# elastomeric cracking



## wncpainter (Aug 7, 2010)

have been using elastomeric 100% modified acrylic caulk for some time,, but lately its been cracking and aligatoring after a flat paint application,, does not seem to matter whether its two hours or two weeks before its painted nor depth of caulking, its still cracking after paint. Not happening with egg-shells or semis,, but only flats. Happened on two seperate indoor jobs and temp and humidity have been steady. any ideas or suggestions? any other top caulk choices.


----------



## ewingpainting.net (Jun 2, 2008)

Its because the flat paint is not compatible with the elasto caulking. You should prime the caulking 1st. The only thing you can put over elasto caulk without priming it is elasto paint.


----------



## Schmidt & Co. (Nov 6, 2008)

wncpainter said:


> any ideas or suggestions?


Maybe try a different caulk? :whistling2:


----------



## ParagonVA (Feb 3, 2009)

ewingpainting.net said:


> Its because the flat paint is not compatible with the elasto caulking. You should prime the caulking 1st. The only thing you can put over elasto caulk without priming it is elasto paint.


I'll vouch for this- it works. I've had problems as well with the flat paint shrinking/alligatoring on top of the caulking- almost as if it were going over silicone. I swipe the caulking real quick with a small brush loaded with a latex primer and that does the trick. The only flat paint I've seen that never cracked was Valspar believe it or not.


----------



## briancreary (Oct 12, 2010)

TowerTech all the way


----------



## wncpainter (Aug 7, 2010)

product specs indicate that its the "best paintable formula" yet you need to prime?? its always been bomb proof for me on exterior, but me thinks I need to find a new interior brand


----------



## briancreary (Oct 12, 2010)

Probably way different binders in exterior paints. UV protectants and a whole bunch of other stuff.


----------



## oldskool (Nov 17, 2009)

We are having the same issues, my theory was that a flexible caulking(what you want) with a flat (inflexible) paint over the top will eventually crack as the caulking moves and the paint doesn't . Hadn't thought of the in compatibility of the caulking and the flat paint.
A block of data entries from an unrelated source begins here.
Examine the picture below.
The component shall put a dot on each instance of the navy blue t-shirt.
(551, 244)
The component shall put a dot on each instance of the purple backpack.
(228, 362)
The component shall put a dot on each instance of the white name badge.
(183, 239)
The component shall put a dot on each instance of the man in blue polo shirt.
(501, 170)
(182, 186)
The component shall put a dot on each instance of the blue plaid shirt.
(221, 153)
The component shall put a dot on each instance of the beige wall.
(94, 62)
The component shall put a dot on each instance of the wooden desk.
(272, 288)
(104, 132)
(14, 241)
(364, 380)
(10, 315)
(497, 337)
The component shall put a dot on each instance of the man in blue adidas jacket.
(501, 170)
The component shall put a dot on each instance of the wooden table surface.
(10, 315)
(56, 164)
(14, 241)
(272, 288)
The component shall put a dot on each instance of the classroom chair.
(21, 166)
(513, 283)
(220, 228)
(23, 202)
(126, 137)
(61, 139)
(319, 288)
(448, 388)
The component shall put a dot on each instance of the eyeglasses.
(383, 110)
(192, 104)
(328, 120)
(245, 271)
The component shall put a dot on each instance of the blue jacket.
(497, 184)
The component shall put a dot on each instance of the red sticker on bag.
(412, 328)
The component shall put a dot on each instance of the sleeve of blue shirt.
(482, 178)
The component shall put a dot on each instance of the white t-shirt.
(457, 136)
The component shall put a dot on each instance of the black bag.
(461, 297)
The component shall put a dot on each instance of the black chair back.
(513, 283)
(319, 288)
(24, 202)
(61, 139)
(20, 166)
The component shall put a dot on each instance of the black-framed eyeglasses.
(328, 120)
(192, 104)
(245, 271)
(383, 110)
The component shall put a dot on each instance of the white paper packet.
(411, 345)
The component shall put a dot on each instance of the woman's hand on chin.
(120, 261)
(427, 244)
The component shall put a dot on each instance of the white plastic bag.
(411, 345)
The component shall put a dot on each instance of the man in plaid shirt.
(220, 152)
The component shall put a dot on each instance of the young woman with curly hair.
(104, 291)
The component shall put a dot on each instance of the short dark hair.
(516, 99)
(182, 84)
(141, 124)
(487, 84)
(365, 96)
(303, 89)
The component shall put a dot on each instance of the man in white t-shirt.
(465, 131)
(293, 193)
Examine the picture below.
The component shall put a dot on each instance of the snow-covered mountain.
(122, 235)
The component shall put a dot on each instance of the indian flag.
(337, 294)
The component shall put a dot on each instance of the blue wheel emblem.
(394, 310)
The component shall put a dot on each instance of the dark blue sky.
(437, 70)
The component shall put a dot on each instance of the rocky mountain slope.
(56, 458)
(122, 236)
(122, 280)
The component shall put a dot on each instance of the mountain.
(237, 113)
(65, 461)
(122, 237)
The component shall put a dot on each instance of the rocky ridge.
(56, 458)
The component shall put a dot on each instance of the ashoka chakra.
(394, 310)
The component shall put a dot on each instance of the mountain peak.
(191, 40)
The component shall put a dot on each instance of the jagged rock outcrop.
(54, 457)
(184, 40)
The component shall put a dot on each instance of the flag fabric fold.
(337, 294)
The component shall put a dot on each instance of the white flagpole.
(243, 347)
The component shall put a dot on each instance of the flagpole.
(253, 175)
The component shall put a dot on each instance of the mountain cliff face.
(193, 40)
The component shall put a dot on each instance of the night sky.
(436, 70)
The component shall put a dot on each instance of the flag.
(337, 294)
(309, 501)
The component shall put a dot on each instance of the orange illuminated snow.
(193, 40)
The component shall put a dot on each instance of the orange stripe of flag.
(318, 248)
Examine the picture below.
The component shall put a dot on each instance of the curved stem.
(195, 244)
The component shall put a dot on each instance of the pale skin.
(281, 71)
Eggshells and semis won't crack because the film is much more flexible. if the caulking alligatores the flat because of incompatibility then eggshell and semi should too.


----------



## oldskool (Nov 17, 2009)

Tested gripper, 4 caulks and a high end flat. 

So far, over the four (dap 200, ici acrylic 45 yr, ici elast 55 yr and smart caulk)different caulks, I primed half then top coated with two coats of flat , then the other half only two coats of flat. Where the flat went over the primed caulking, there are noticeable cracks, where only flat is there are no cracks. I have 24 hours on the test and will monitor it over the next few days and weeks.


----------



## captainblando (Aug 8, 2010)

why exactly are you using elastomeric inside?


----------